KFJC 89.7FM
Album Review

Rondos – “Destroy The Entertainment” – [King Kong Records]

Thurston Hunger   6/1/2011   12-inch, A Library

Double-Dutch 12″ blast from punk’s past. KFJC’s connection to Rondos
till now was limited to their great cut “A Black & White Statement” which
turns up in two incarnations here. This release is basically the
1980 “Red Attack” album (sides 3 and 4) plus a series of early 7″‘s
(side 1) and a live set (side 2). Side 4 also ends with John Peel airing
Rondo’s “Russians are Coming” sounding like it was taken off a jammed
satellite. The very first track, “King Kong’s Penis” sounds like it
was recorded in King Kong’s taint, but the sonic quality clears up
after that (although the live set has a blurry dank feeling which some
will get high on for its lower fidelity.) This band made a great punk racket
and published a Raket of another sort, a zine. This release includes a
zine-style pamphlet tracing their history, near squatting in Huize Schoonderloo
this large crazed shared housing for the band and many more. The politics
do more than lean left, and reading the notes, it seems like they almost
sort of painted themselves right red in the communist corner.
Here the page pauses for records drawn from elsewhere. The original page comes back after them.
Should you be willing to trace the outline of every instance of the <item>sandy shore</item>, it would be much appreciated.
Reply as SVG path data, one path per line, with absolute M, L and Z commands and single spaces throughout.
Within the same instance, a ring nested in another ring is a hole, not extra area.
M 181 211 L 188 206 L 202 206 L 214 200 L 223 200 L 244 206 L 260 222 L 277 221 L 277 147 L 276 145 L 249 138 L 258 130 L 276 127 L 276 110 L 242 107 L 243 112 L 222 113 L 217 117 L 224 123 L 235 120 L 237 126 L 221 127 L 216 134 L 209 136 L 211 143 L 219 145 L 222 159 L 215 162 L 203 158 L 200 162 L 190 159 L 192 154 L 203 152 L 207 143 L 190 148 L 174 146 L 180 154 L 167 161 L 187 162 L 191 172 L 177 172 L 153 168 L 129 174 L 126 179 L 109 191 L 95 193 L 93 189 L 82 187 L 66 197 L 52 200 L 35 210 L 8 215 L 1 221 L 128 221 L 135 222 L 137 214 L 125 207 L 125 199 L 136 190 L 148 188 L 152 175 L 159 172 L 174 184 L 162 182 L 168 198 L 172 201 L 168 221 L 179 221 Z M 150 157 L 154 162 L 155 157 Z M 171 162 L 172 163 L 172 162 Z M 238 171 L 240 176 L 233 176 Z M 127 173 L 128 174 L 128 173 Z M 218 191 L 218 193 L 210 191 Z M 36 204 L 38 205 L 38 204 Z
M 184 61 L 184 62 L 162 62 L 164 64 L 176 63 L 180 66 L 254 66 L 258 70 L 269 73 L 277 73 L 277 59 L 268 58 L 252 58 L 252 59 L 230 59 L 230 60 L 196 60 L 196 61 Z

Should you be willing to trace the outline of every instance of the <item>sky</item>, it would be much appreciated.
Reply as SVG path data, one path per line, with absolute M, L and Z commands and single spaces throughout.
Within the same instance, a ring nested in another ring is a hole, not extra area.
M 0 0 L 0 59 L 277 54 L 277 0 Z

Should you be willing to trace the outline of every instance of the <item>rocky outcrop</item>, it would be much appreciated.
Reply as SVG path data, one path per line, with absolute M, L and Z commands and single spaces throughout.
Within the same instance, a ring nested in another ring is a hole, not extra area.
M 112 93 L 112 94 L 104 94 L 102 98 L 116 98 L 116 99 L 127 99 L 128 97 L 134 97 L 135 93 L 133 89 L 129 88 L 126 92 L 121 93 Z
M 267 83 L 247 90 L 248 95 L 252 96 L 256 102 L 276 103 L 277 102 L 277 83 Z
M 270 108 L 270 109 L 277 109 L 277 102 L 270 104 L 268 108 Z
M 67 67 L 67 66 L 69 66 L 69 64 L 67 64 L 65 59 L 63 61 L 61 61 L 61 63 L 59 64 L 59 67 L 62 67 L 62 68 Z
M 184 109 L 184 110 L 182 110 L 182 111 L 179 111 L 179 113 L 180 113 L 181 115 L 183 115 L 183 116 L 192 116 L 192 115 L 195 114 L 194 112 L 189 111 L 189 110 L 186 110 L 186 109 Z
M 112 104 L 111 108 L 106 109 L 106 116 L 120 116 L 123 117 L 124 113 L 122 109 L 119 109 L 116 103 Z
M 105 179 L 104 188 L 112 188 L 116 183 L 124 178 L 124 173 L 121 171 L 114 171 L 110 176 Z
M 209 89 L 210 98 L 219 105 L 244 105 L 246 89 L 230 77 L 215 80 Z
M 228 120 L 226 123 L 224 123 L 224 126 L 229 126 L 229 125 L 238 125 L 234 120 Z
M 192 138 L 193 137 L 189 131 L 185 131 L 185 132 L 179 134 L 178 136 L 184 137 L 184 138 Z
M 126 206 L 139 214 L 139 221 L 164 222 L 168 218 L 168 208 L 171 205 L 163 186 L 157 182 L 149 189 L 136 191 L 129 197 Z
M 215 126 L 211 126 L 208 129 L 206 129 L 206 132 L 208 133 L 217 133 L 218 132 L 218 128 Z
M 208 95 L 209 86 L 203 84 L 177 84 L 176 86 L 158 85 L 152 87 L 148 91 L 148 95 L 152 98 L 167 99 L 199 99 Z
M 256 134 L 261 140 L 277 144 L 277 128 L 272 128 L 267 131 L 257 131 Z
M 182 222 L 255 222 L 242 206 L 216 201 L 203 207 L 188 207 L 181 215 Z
Nowadaze they
see it as more of a DIY committment. But “Anarchy” was surely more than a
song with a catchy chorus for them. Plenty of energetic anger for armies,
wars, rich city boys, disco, chinese food, Philips, cops, laboratory animals
(well those who experiment on them) and even the “rastaman” merits some
scorn. Dope as the sacrament for the reggae religious opiate of the
masses? Who knows, this is the wandercrust of youth. For all their healthy
anti-military positions, it is interesting how some tracks feed on a sort
of martial beat. The guitar work is often brittle and clanky, just great.
Not far off their compatriots and contemporaries, the Ex. Sadly a tad less
well known and not quite matching the Ex’s longetivity.
It is interesting to hear the fumbling fret work early on (and perhaps
intentional, especially on anthem covers) give way to quite catchy,
itchy infectious work later. Any time the bass steps out in front,
the songs really drive. Many but not all of the tracks contain language,
and all are sung in a painstaking and precise English. Clipped in the
best sense, to sharpen the attack. Some oi work, but much more than any
one style, quite the potent art punk project now even 30 years down the
road. Tracks like “wanna go home”, “Hey gigolo”, “City of Fear”, “A Black
& White Statement”, “Run for Fun”, “Progress”, “Countdown/Twist” have
that kind of authentic urgency that rings true across the decades and
the sides of records and political parties.